7) Eliminate health care for everyone who can’t afford the best, OR whoever is a Senator or Representative, or both. It is much better to save all that health spending now, and worry about the long-term health problems of kids untreated during your term, and the subsequent increase in money needed to treat them. You won’t be in office then, so why worry?
8) Those damn immigrants! Pledge to build a high-tech, immigrant-proof fence from California’s ocean to the east end of Texas. Of course, we’ve had problems with the few miles of fencing we’ve built so far, but we can probably get improved parts from China, so no worries there. Immigrants use up our precious resources and corrode the American spirit by taking jobs real Americans would love to have. I mean, what MBA kid fresh out of Yale wouldn’t want to scrub toilets for minimum wage? Imagine her pride of accomplishment when she gets that first check! If all the toilet-scrubbing, fruit-picking, lawn-cutting, busboy jobs were filled with our citizens, the economy would stop heading toward third world status and become a second-and-a-half one.
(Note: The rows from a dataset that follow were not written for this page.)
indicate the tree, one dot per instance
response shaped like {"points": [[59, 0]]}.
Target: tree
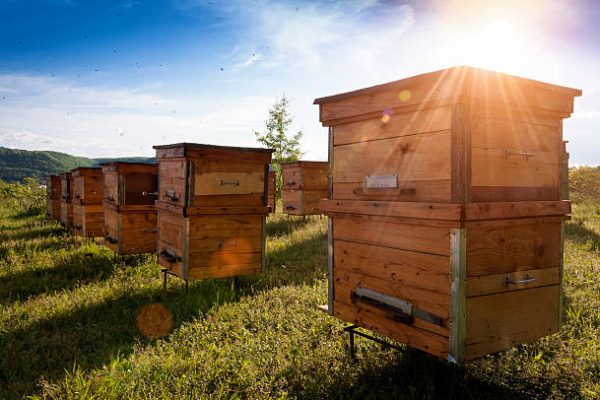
{"points": [[287, 147]]}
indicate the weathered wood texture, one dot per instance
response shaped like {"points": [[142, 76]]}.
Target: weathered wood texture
{"points": [[446, 193], [130, 222], [211, 208], [457, 135], [66, 214], [130, 183], [88, 185], [130, 231], [211, 246], [53, 196], [304, 185], [66, 199], [272, 193], [88, 220], [206, 176]]}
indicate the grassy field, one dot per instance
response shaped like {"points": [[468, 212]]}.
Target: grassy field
{"points": [[69, 328]]}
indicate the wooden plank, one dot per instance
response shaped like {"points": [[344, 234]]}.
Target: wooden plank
{"points": [[420, 270], [394, 125], [511, 194], [503, 248], [222, 183], [433, 302], [172, 180], [170, 228], [407, 92], [460, 154], [500, 321], [441, 211], [490, 167], [224, 258], [232, 244], [489, 284], [408, 191], [392, 233], [223, 272], [521, 209], [375, 320], [419, 157]]}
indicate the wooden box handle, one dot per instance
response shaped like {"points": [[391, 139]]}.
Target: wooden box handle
{"points": [[172, 195], [527, 279], [232, 183], [521, 153], [111, 239], [169, 256]]}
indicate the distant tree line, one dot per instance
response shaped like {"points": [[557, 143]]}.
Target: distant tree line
{"points": [[16, 165]]}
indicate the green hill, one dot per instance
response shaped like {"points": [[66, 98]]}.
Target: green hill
{"points": [[15, 165]]}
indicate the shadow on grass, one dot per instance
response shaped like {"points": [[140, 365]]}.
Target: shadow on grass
{"points": [[579, 233], [284, 225], [29, 232], [91, 336], [302, 262], [411, 374]]}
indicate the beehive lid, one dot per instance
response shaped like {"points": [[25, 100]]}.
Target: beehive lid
{"points": [[448, 86]]}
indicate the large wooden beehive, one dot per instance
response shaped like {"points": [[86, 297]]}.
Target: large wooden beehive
{"points": [[212, 204], [272, 193], [446, 219], [66, 199], [129, 212], [304, 185], [53, 195], [88, 213]]}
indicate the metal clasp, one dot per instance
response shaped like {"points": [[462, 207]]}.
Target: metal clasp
{"points": [[507, 281], [523, 153], [234, 183]]}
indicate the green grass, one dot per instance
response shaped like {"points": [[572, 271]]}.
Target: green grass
{"points": [[68, 312]]}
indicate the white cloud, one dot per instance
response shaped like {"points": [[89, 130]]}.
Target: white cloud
{"points": [[54, 114]]}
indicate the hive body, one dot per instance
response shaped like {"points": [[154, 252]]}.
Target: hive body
{"points": [[88, 213], [66, 199], [304, 185], [130, 223], [211, 209], [445, 193], [272, 196], [53, 196]]}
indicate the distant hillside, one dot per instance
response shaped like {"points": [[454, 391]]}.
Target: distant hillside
{"points": [[584, 184], [18, 164]]}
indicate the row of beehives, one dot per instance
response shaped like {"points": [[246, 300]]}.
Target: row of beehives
{"points": [[445, 210], [204, 211]]}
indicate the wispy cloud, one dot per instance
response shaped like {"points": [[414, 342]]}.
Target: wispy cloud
{"points": [[55, 114]]}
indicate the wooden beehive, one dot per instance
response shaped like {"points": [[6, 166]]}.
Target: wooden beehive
{"points": [[88, 213], [272, 195], [129, 212], [304, 185], [53, 196], [66, 199], [446, 223], [212, 204]]}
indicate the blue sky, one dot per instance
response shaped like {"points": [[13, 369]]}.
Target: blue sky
{"points": [[113, 78]]}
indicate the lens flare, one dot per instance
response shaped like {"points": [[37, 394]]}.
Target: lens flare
{"points": [[404, 95]]}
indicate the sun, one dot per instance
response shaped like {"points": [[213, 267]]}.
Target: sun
{"points": [[499, 33]]}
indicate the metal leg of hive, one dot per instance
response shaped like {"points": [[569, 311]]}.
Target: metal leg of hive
{"points": [[351, 329], [164, 271]]}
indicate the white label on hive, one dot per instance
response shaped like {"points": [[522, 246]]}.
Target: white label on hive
{"points": [[380, 181], [218, 183]]}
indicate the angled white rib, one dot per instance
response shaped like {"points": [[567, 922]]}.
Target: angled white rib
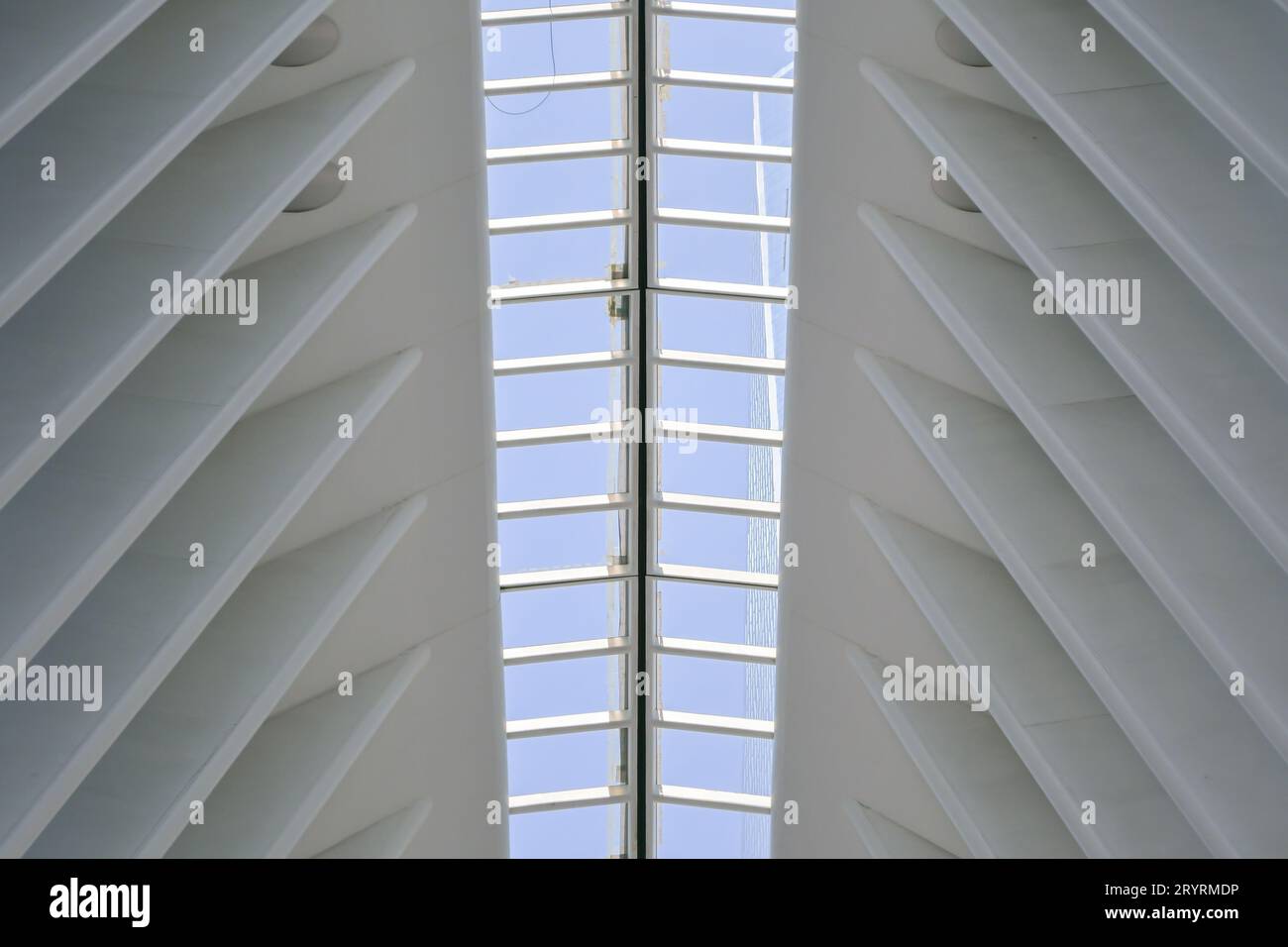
{"points": [[50, 46], [1185, 364], [63, 531], [123, 121], [885, 838], [93, 324], [1115, 454], [1038, 698], [149, 609], [389, 838], [1228, 237], [207, 707], [1203, 748], [279, 783], [1228, 59], [986, 789]]}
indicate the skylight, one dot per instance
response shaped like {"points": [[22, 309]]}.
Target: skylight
{"points": [[610, 294]]}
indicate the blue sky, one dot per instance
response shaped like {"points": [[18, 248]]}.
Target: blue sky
{"points": [[733, 328]]}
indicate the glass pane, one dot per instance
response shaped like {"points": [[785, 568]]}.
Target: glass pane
{"points": [[592, 832], [722, 115], [712, 395], [725, 326], [519, 51], [716, 612], [566, 762], [565, 541], [555, 688], [709, 685], [590, 253], [549, 398], [717, 540], [559, 118], [532, 188], [715, 761], [708, 253], [738, 472], [546, 472], [561, 326], [722, 46], [722, 184], [565, 613], [686, 831]]}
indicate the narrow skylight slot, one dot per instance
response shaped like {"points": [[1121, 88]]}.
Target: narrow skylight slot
{"points": [[639, 331]]}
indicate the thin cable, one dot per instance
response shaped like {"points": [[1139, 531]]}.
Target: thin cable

Much better.
9) Finally, the one issue every one of you hammered on: private-sector jobs. No Vista, Peace Corps, leaf-raking, FDR-style stuff. Real jobs. So far, all you’ve said is that if we stop spending, let the tax cuts ride a few more years, and all will magically improve. You need specifics. I know you want the “trickle down” thing to be the Way of America, but will the rich take their already-huge portion of income and buy stuff? They already HAVE stuff, so how many refrigerators and baby bottles and Kias will they be likely to buy? Back to those damn immigrants: They DO buy stuff, and then more stuff has to be made to re-supply them….I’m just saying they could be a useful resource until the USA starts making steel in Pennsylvania again, so maybe tell Gov.Brewer and her fellow-travelers to knock all that rhetoric off until then.
So start shrinking that mean old government—the one that built the interstate highway system, the one that delivers the mail and checks for lead in your kids’ toys and the one that keeps people from loading their Fruit-of-the-Looms with PETN. Consider how you will shrink a government so much, in this century, that trillions will be saved, WITHOUT any new revenue coming in. Oh, wait. You folks don’t consider, you just promise and then when it becomes apparent you can’t deliver, you blame. But think about this: your supporters have been badly misled by you, so you owe them, at the least, some new slogans for 2012.